We’re continuing to work with football clubs across Greater Manchester to ensure that the thousands of fans that support our local teams every week are safe from violence and disorder.
Since the start of football season at the end of July, we’ve already helped police over 80 professional men’s matches at our six league clubs and we’ve been pleased that they’ve largely passed without significant incident.
That said, there has remained a small minority of individuals going to games that have caused issues which has meant we have had to make 32 arrests at games so far, for offences such as assault, criminal damage, throwing missiles, possession of pyrotechnics, and hate-related public order.

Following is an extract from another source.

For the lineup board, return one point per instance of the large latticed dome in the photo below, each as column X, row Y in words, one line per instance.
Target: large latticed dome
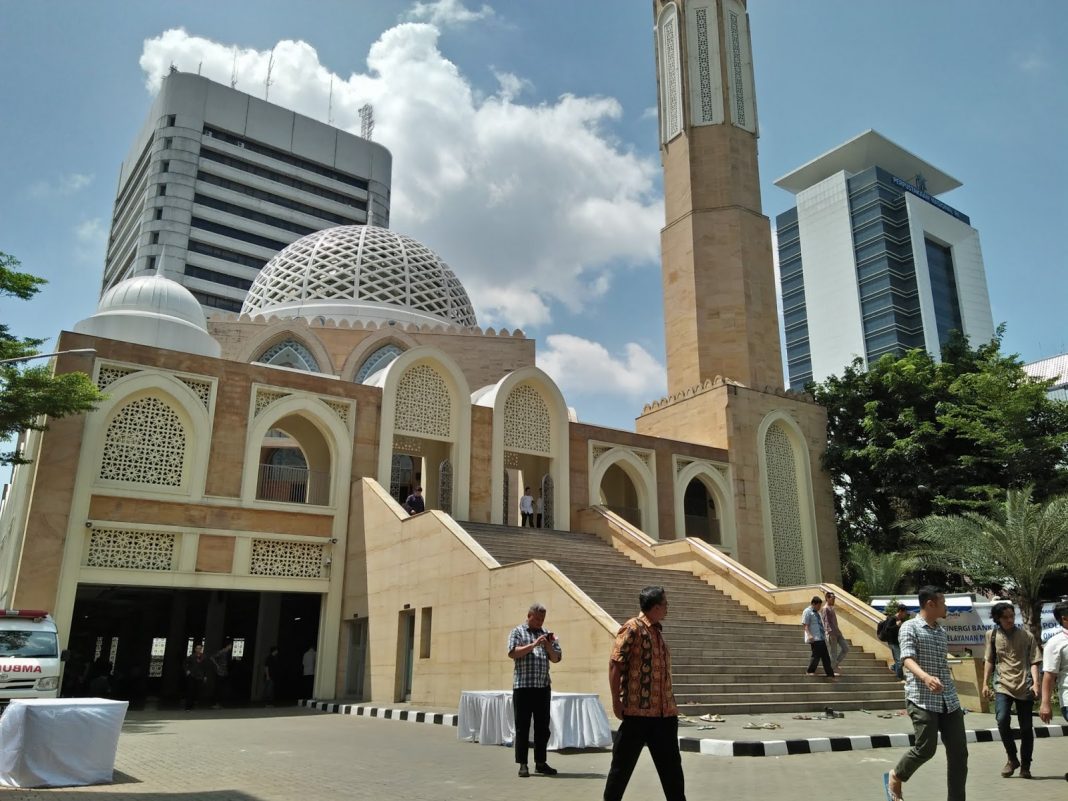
column 360, row 272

We’ve been taking a tougher stance on such incidents at football stadiums in GM and will not tolerate any behaviour that puts the safety of other spectators – or anyone else in the ground – in danger.
Suspects arrested at games risk having a football banning order imposed on them by the courts that can last as long as 10 years and could involve immediate imprisonment.
In the last 12 months, 41 people have been banned from attending games after incidents involving our teams.
This includes Phillip Maxwell (29), from Knowsley, who was given a three-year banning order and a £1540 fine for throwing a flare on the pitch in Manchester City’s title decider against Aston Villa in May.
Amar Raithathia (26) from Leicester also admitted throwing a flare at a Manchester United game in April that saw a disabled supporter require medical treatment.
He was given a three-year banning order as well as a 12-month community order, 80 hours of unpaid work and a fine of £285.
This is in addition to the work we do with each of our football clubs in GM who do not hesitate in taking their own action to issue club bans if anyone is found to have behaved unacceptably.
We have dedicated football officers working closely with each of our six league clubs and have increased the number of operational football officers we have at fixtures involving our teams home and away.
This has helped us continue to improve how we liaise with football clubs, spectators, and other police forces across the country to mitigate any potential trouble on matchdays.
We also have excellent engagement with supporter groups to ensure that we are continuing to enhance and develop our relationships, as well as building trust and confidence between fans and the police.
Our focus is always to keep the public safe to enable them to have a trouble-free time when going to watch their team play.
We are always visible at games and want to do all we can to help – especially at this weekend’s Manchester derby – so if you ever have information or concerns then don’t hesitate to approach us.